Sie erzählen, dass ein älterer Mann sie sofort auf die Maskenpflicht hingewiesen habe. Angezogen hatten sie sie dennoch nicht. An der frischen Luft sei doch das Ansteckungsrisiko geringer. Überhaupt könne der Abstand meist eingehalten werden, die Regeln in Frankfurt sehen sie als übertrieben an.
Ich frage, warum Nick seine Maske überhaupt trägt. Wenn sie die Nase frei lässt, dann könne er sie doch genauso gut ausziehen. Er sagt, sie rutsche beim Reden immer wieder herunter und er ziehe sie immer wieder über die Nase. Die beiden lehnen die Maskenpflicht nicht kategorisch ab: in geschlossenen Räumen und der Bahn können sie sie nachvollziehen.
Danach begegne ich Huda und ihrer Freundin auf der Zeil. Beide tragen keine Maske.
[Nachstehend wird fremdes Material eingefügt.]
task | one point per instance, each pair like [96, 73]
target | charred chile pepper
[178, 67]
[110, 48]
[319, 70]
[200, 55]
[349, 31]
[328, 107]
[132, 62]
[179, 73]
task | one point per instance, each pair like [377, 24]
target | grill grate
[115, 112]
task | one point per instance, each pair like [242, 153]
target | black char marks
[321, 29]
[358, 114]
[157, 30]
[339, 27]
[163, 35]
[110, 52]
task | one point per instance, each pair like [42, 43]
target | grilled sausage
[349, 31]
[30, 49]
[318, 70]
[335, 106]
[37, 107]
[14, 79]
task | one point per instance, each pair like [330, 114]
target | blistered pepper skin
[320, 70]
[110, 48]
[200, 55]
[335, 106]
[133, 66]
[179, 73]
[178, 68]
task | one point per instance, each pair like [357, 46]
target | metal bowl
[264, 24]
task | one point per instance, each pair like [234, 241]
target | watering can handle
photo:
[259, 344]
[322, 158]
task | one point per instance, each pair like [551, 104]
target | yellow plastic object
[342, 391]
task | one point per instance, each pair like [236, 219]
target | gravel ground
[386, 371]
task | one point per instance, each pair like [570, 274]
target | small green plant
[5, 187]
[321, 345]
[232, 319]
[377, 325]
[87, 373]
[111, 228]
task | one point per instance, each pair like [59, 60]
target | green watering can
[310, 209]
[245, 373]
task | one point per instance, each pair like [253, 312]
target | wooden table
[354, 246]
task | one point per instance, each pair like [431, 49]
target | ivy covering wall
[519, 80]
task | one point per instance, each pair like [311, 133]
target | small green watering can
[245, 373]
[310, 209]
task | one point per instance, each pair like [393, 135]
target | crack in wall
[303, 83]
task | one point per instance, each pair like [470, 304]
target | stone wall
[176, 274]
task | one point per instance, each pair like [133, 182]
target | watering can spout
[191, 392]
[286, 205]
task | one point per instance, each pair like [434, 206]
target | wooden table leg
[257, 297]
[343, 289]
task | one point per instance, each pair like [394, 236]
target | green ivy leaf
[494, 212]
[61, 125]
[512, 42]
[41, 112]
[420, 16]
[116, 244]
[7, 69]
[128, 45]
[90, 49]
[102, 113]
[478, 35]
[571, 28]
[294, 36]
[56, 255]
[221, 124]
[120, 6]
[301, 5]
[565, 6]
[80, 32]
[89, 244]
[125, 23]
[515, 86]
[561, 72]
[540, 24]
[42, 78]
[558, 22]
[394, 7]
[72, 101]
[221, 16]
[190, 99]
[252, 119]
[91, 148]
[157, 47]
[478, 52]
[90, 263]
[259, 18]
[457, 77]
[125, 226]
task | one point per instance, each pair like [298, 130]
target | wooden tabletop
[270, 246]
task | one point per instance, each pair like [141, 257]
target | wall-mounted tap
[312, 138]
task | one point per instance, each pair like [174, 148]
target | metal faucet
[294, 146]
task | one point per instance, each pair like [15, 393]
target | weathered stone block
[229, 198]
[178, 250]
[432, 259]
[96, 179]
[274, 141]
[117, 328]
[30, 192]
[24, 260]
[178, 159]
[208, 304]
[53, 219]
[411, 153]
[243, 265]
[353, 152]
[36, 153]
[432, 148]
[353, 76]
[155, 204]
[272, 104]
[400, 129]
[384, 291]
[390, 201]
Als ich sie darauf anspreche, ziehen sie sofort ihre Masken an und sagen, sie hätten es schlichtweg vergessen. Sie sind auf dem Heimweg nach einem langen Tag in der Bibliothek. Beim Nachhaken zeigt sich aber auch, dass sie ein zwiespältiges Verhältnis zu Masken haben.
Die beiden jungen Frauen finden die Maskenpflicht in geschlossenen Räumen grundsätzlich sinnvoll. Allerdings stört sie, dass sie die Masken auch dann in Räumen tragen müssen, wenn sie beinahe allein sind. Sie fragen sich zudem, ob viele ihre Masken überhaupt regelmäßig waschen oder wechseln, denn dann bringe auch die Maske keinen Schutz.